Last week, President Barack Obama unveiled his budget for the fiscal year 2014, ruffling a few feathers in the process despite a well-intentioned proposal addressing student loan interest rates.

Students at UC Santa Barbara joined the California Public Interest Research Group (CALPIRG) and the University of California Student Association (UCSA) for an April 11 press conference reacting to Obama’s proposal and entreating Congress to once again defer interest rate hikes while students hash out more comprehensive methods of reform.

Assembling outside The Arbor, a convenience store located at the heart of UCSB’s campus, student leaders and advocates demanded action, hoisting signs that read “Congress, Don’t Inflate My Rate,” gathering petitions and photographs to send to Congress, and signing their names to a “wall of debt” before exclaiming, “Mr. Obama, tear down this wall!”

On July 1 of this year, the interest rate on all Stafford student loans — which Congress currently determines by statute — is scheduled to double from 3.4 percent to 6.8 percent, compounding the cost of higher education and leaving many students to desperately scrounge funds to pay for school.

If all this results in a case of déjà vu for you, stay calm; you are neither delusional nor trapped in a time loop. Exactly one year ago, a nearly identical dilemma confronted college students across the nation. With the increase originally slated for July 1, 2012, President Obama — who, at this time last year, was bolstering his campaign for reelection — managed to keep disgruntled students at bay by advocating freezing rates at 3.4 percent. Congress complied, extending the low interest rates for a year.
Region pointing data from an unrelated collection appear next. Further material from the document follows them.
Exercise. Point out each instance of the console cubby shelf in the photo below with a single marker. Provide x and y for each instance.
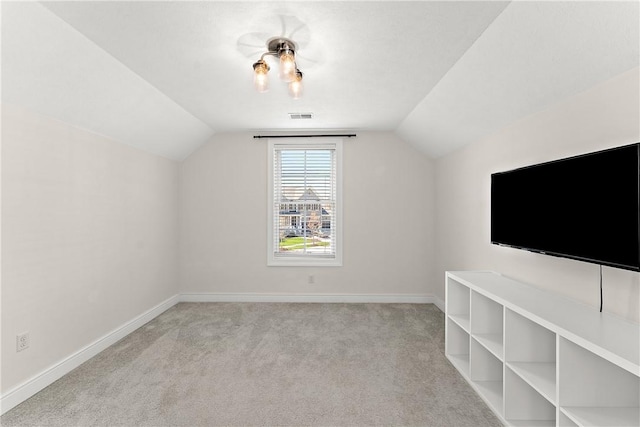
(539, 359)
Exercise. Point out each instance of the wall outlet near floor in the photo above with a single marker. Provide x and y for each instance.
(22, 341)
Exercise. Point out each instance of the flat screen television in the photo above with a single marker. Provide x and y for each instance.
(585, 207)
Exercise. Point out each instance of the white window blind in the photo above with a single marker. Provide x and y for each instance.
(304, 203)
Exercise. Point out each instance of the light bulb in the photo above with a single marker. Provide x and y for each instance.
(261, 76)
(295, 87)
(287, 65)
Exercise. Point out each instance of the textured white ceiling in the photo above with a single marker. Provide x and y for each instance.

Now, with the deadline fast approaching, Obama’s new proposal plans to take student loan interest rates out of Congress’s hands. Instead, it opts to tether them to a new system based on current market rates.

The Obama administration claims this market-based system would both keep interest rates from fluctuating and ensure that no borrower spend more than a 10th of his or her income on loans. Nonetheless, students are still worried about how much debt they will graduate with, fearing that the overhaul would keep rates low in the short-term but nevertheless result in larger dues down the line.

According to UCSB CALPIRG organizer Kat Lockwood, a whopping 44 percent of UCSB students have Stafford loans over $5,000. For these students, a post-grad future that might otherwise be bright and promising is instead fraught with serious financial concerns.

Although the Obama administration is eager to make higher education as accessible as possible, and is reportedly willing to work closely with students on this issue, those invested may want to keep abreast on the rate debate, which will only intensify in the coming months.